The second use case demonstrated that Helicoid fiber architecture delivers excellent performance improvements with fiber-reinforced thermoplastic composites. These materials are equally strong and stiff as thermoset composites, Helicoid Industries notes, but provide improved energy absorption, fatigue resistance and recyclability. They are also faster to process. These characteristics make the Helicoid technology ideally suitable for mass production.

In a collaboration with Mitsui Chemicals Europe GmbH (Düsseldorf, Germany), with the support of Airborne (The Hague, Netherlands), it was demonstrated that Tafnex carbon fiber/PP laminates, using the Helicoid fiber architecture technology achieves >90% higher multi-strike resistance compared to conventional laminate designs. This, along with the healing enabled by Helicoid fiber architectures and thermoplastic matrix systems, paves the way for improved cost efficiency and sustainability by achieving “more with less,” Helicoid Industries notes.

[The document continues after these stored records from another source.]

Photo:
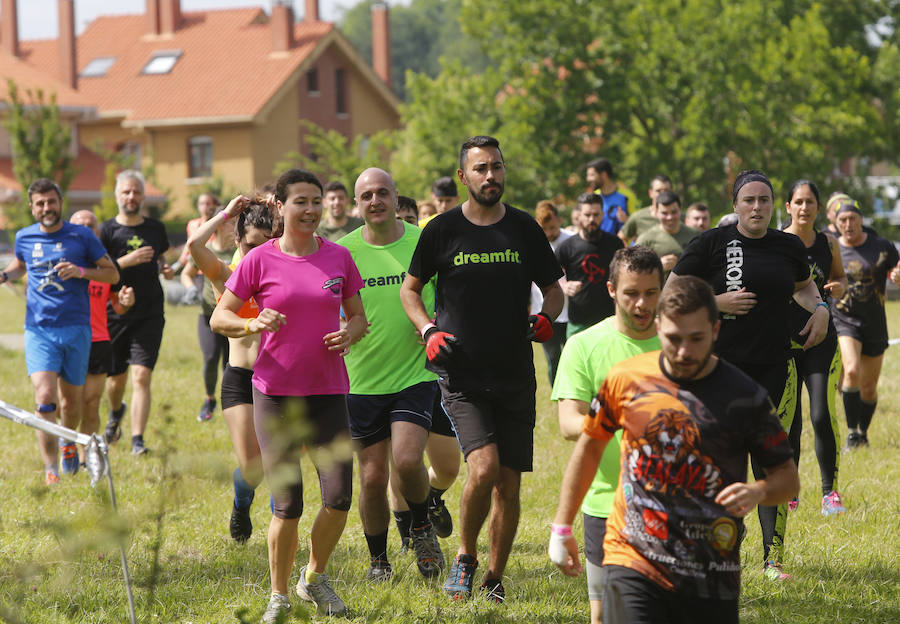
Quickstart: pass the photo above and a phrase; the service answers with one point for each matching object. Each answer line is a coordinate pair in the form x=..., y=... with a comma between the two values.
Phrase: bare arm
x=571, y=417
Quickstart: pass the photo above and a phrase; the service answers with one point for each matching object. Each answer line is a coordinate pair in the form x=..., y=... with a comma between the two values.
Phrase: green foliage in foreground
x=59, y=562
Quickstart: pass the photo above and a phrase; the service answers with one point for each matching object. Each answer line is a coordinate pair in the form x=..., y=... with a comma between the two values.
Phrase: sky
x=38, y=18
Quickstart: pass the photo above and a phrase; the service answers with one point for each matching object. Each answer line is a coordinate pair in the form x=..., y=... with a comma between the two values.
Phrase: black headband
x=754, y=176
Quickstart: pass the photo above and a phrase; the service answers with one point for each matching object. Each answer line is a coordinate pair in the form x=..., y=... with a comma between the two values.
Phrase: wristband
x=561, y=529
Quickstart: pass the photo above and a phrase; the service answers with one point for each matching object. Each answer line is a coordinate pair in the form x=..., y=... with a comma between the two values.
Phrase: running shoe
x=321, y=594
x=380, y=571
x=69, y=454
x=831, y=504
x=493, y=590
x=278, y=609
x=430, y=558
x=440, y=517
x=462, y=576
x=51, y=476
x=240, y=525
x=206, y=410
x=772, y=571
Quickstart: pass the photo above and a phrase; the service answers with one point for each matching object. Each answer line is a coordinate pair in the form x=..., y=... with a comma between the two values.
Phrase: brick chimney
x=312, y=11
x=68, y=67
x=282, y=24
x=381, y=42
x=9, y=27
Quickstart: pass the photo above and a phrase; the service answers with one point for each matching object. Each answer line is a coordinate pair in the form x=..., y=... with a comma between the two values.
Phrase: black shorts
x=485, y=416
x=135, y=342
x=371, y=415
x=440, y=423
x=872, y=333
x=99, y=360
x=629, y=597
x=237, y=387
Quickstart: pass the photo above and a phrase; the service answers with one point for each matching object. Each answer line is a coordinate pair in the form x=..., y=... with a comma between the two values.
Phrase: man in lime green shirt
x=635, y=282
x=391, y=393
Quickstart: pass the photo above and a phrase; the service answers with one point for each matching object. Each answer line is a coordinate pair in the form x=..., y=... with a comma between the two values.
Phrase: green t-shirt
x=664, y=243
x=332, y=233
x=389, y=358
x=639, y=222
x=586, y=359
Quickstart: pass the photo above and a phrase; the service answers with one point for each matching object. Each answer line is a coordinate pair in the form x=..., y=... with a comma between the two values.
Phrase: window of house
x=97, y=67
x=200, y=157
x=162, y=62
x=340, y=92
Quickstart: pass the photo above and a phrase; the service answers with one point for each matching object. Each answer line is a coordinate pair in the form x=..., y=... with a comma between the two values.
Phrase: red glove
x=541, y=327
x=438, y=345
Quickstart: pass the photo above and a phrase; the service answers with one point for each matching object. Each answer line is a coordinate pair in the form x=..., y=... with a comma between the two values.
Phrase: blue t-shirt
x=52, y=301
x=611, y=205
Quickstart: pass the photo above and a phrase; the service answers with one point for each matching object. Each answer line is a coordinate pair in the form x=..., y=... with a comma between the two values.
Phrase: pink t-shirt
x=308, y=290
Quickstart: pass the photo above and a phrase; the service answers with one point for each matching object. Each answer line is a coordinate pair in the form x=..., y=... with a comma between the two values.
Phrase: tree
x=41, y=146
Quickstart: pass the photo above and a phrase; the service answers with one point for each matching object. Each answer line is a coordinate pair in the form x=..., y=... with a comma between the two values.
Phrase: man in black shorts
x=137, y=243
x=485, y=254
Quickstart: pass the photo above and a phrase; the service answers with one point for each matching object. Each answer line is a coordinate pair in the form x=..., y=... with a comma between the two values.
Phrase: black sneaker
x=493, y=590
x=440, y=517
x=240, y=525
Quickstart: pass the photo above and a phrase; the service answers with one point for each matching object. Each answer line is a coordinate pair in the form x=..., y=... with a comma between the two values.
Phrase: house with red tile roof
x=205, y=93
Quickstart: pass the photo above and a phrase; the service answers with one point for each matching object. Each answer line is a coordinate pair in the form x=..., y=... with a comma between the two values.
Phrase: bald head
x=86, y=218
x=376, y=196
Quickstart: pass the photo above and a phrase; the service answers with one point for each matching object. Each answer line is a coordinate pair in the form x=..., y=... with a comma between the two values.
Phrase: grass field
x=59, y=562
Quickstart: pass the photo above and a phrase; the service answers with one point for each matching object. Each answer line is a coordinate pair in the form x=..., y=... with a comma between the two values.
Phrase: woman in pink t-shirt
x=300, y=282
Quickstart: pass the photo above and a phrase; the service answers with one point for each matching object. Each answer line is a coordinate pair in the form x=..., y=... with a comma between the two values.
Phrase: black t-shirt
x=588, y=262
x=144, y=278
x=770, y=267
x=484, y=276
x=867, y=267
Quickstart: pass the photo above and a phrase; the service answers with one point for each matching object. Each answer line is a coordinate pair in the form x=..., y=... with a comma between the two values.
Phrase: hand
x=571, y=288
x=739, y=498
x=67, y=270
x=835, y=289
x=736, y=301
x=439, y=346
x=136, y=257
x=126, y=297
x=267, y=320
x=563, y=551
x=816, y=327
x=541, y=327
x=669, y=261
x=338, y=341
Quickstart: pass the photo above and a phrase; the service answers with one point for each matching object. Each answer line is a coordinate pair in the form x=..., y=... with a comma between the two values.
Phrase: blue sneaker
x=69, y=454
x=462, y=577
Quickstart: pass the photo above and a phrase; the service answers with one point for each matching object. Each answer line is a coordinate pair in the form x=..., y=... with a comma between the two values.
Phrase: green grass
x=59, y=562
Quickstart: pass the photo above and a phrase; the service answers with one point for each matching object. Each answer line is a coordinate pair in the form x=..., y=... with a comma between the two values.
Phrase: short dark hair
x=684, y=294
x=637, y=259
x=43, y=185
x=444, y=187
x=668, y=197
x=481, y=140
x=589, y=198
x=294, y=176
x=407, y=203
x=334, y=185
x=601, y=165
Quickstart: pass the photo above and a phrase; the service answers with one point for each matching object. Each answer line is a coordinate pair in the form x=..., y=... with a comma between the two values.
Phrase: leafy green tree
x=41, y=146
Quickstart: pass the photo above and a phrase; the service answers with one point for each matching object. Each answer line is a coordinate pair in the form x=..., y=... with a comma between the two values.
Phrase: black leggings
x=820, y=369
x=213, y=346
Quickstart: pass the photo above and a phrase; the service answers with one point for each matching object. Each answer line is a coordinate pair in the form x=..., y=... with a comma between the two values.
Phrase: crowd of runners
x=396, y=335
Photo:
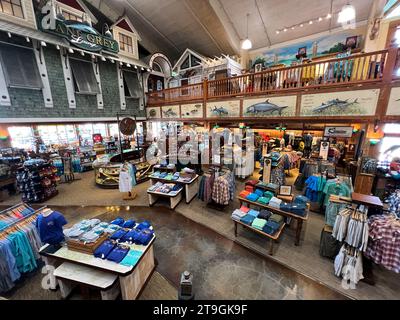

The company’s paper, “Bioinspired Helicoid Architectures for High-Performance Sustainable Composites: From Sporting Goods to Automotive Applications,” won the CAMX 2022 Outstanding Technical Paper Award. Authored by Dr. Lorenzo Mencattelli, Helicoid Industries managing director of technology and operations, it highlights the third use case, describing how natural fiber composites can now be used successfully, where historically they have struggled to find market share in high-volume, high-performance applications for their relatively low performance/cost ratio. 

In a collaboration with National University of Singapore (NSU), Helicoid Industries has demonstrated that the Helicoid technology can be successfully tailored to enhance impact performance of a wide set of natural fiber composites and their hybrids. The study included an in-depth analysis of several Helicoid configurations including flax/glass fiber composite hybrids with different flax/glass fiber ratios. Key achievements include the demonstration that Helicoid can outperform 100% glass fiber composites while using 50% of its mass with natural flax fibers, which have a >50% lower carbon footprint. Key performance improvements included +60% larger “warning region” before failure, +105% energy storage before peak load, +32% perforation energy and +14% impact strength. 

According to Dr. Mencattelli, “Natural fiber composite materials are key to achieving a more sustainable transportation industry. Biomimicry can be an effective tool to enable a more extensive use of natural fiber composite products in high-performance applications and load-bearing structures (see “Drawing design cues from nature: Designing for biomimetic composites, Part 1”). The collaboration with NSU has demonstrated how Helicoid technology can be efficiently shaped to deliver meaningful margins of improvement for both high-end products using natural fibers UD [unidirectional] tape prepreg systems and high-volume applications using flax NCF and a liquid molding process, thus creating an opportunity for technology deployment in a wide range of markets and applications.”